What Is a Microcontroller?

September 25, 2018 | 16:58
Much like they say about spiders, you’re likely always within 6ʹ of a microcontroller. That’s because millions of microcontrollers (MCU) are deployed throughout the Internet of Things. Regrettably, few nonengineers know much about these remarkable, ubiquitous devices. Here are a few key facts about microcontrollers that everyone should know. microcontroller

What is a microcontroller? What makes a microcontroller different than a microprocessor (MPU)? How do designers use microcontrollers? Are Arduinos and Raspberry Pis microcontrollers?

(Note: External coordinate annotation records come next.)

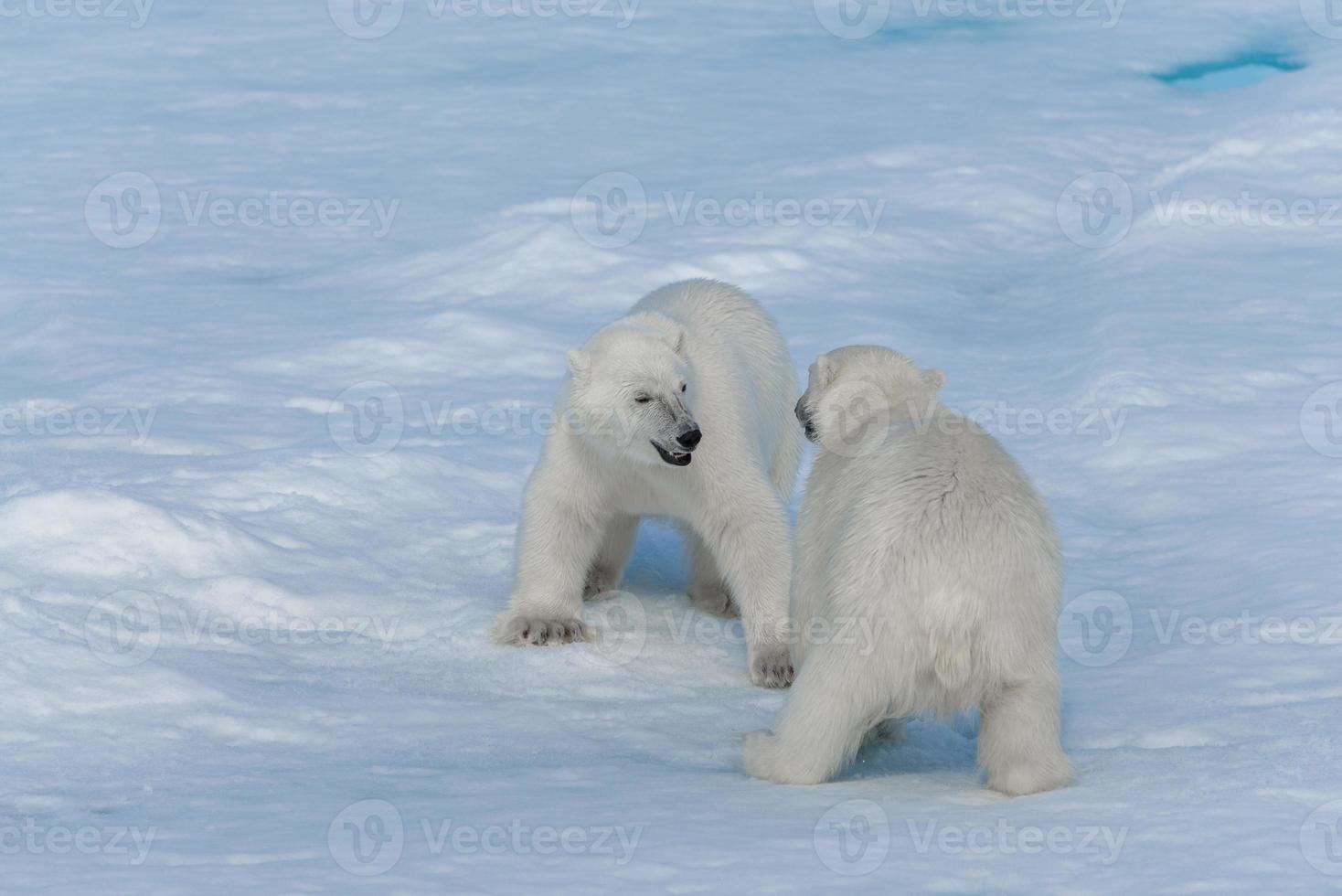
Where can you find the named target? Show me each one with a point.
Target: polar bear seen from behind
(679, 410)
(921, 530)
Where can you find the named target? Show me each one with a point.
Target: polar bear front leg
(834, 704)
(616, 545)
(708, 591)
(556, 546)
(748, 534)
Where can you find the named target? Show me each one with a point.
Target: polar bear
(679, 410)
(920, 531)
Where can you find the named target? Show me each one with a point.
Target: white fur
(920, 530)
(596, 479)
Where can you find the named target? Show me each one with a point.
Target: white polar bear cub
(920, 530)
(688, 356)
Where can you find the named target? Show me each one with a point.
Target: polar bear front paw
(714, 601)
(771, 667)
(529, 631)
(1026, 778)
(599, 582)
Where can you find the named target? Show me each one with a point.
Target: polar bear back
(938, 534)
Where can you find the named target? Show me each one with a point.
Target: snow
(241, 643)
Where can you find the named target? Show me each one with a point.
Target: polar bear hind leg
(1017, 740)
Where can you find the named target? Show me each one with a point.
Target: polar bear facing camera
(679, 410)
(920, 528)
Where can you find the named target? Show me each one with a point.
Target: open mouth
(674, 459)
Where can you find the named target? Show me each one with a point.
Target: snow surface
(184, 496)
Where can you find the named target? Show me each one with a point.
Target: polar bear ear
(580, 364)
(676, 338)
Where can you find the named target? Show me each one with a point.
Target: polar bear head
(631, 390)
(855, 393)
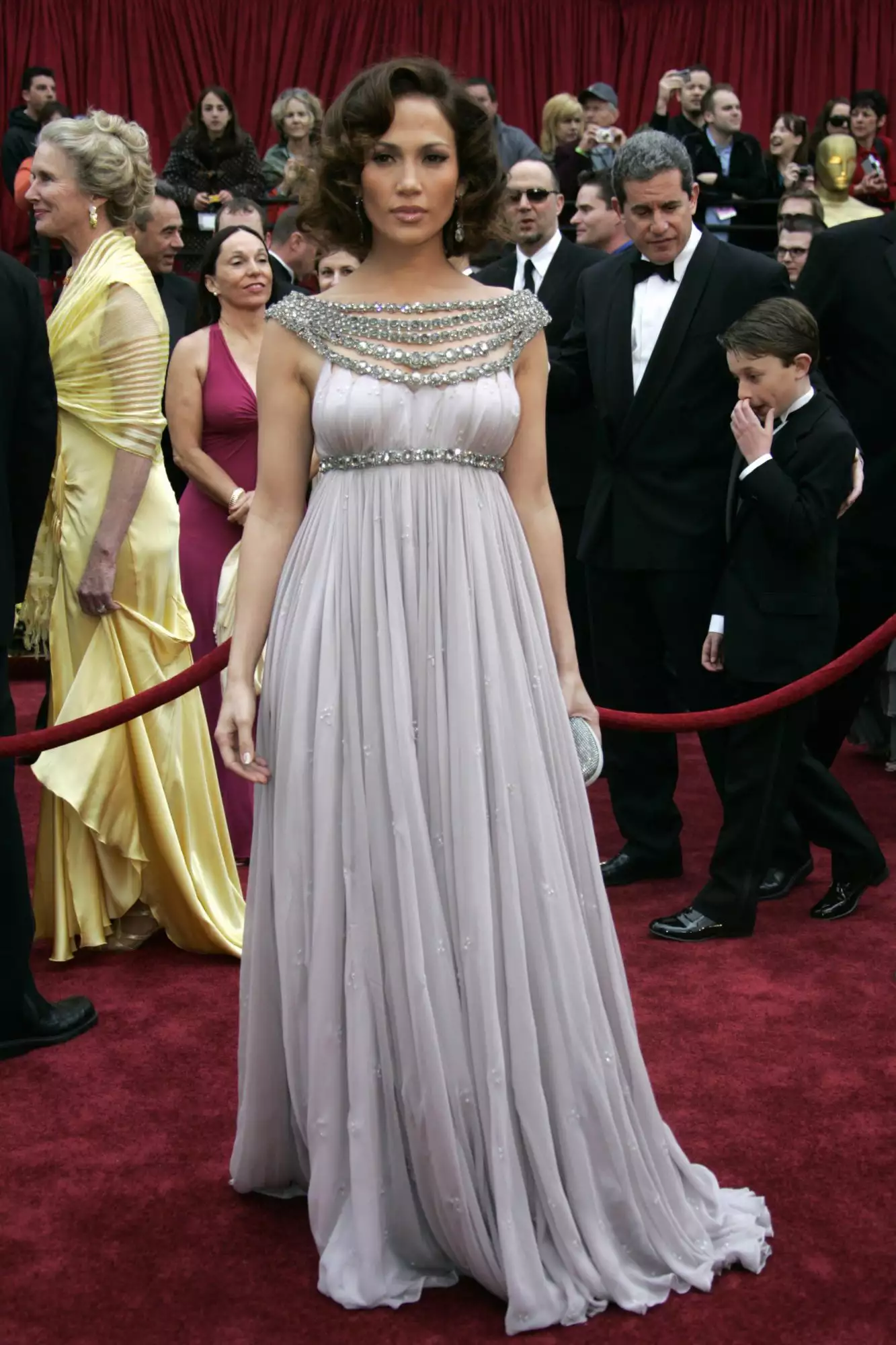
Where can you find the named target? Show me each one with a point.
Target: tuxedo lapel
(731, 502)
(556, 278)
(674, 333)
(619, 387)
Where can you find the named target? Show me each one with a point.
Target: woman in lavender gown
(438, 1044)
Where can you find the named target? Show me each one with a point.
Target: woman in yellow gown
(131, 820)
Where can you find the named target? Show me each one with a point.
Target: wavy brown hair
(361, 116)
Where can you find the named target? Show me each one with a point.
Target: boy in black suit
(776, 622)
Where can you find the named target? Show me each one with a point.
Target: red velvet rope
(26, 744)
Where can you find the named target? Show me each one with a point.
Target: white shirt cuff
(758, 462)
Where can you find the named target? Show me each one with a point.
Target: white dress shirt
(541, 262)
(276, 258)
(717, 622)
(650, 309)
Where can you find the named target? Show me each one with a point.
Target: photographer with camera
(602, 137)
(690, 85)
(874, 170)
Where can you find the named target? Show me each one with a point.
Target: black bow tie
(643, 270)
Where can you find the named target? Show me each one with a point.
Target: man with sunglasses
(549, 266)
(794, 240)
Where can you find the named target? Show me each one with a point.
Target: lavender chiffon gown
(438, 1044)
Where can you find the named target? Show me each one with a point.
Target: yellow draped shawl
(134, 813)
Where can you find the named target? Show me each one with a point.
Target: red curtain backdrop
(150, 59)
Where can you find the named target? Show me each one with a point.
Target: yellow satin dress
(132, 814)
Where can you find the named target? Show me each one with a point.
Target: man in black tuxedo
(158, 240)
(643, 348)
(849, 284)
(549, 266)
(28, 454)
(727, 162)
(776, 621)
(292, 254)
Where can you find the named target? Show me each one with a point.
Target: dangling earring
(459, 227)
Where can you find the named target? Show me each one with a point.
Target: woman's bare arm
(526, 481)
(184, 412)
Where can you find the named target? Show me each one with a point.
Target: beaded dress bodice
(415, 383)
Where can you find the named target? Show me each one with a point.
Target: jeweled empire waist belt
(401, 458)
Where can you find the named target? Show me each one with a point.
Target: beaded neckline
(381, 341)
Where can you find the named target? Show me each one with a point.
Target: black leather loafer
(778, 883)
(690, 926)
(50, 1026)
(626, 868)
(842, 898)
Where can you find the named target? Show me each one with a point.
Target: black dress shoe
(634, 868)
(49, 1026)
(690, 926)
(778, 883)
(842, 898)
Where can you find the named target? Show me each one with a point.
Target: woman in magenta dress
(214, 431)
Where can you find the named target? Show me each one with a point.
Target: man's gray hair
(646, 155)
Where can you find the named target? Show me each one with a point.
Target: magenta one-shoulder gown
(231, 438)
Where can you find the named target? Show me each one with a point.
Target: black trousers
(647, 631)
(767, 771)
(571, 520)
(17, 921)
(866, 597)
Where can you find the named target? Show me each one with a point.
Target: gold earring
(459, 227)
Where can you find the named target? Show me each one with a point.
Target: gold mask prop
(836, 163)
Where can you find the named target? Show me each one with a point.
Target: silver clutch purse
(591, 755)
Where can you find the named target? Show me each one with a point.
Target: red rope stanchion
(26, 744)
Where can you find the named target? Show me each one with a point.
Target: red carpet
(772, 1059)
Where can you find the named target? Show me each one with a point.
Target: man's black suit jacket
(28, 431)
(849, 283)
(662, 455)
(283, 282)
(779, 590)
(179, 299)
(571, 431)
(745, 177)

Electrical engineers know the answers to these questions because they implement microcontrollers in the products they develop for virtually every industry from aerospace to healthcare. Unfortunately, many nontechnical executives, marketing managers, sales reps, and software developers are unfamiliar with microcontroller technology. Nonengineers often confuse the terms microcontroller, microprocessor, system on a chip, microchip, and IC – and they sometimes use them interchangeably. To address the issue, I’ve put together a list of five essential things everyone should know about microcontrollers. If you’re a professional engineer or pro maker, you can skip this article — just be sure to share it with your nontechnical colleagues.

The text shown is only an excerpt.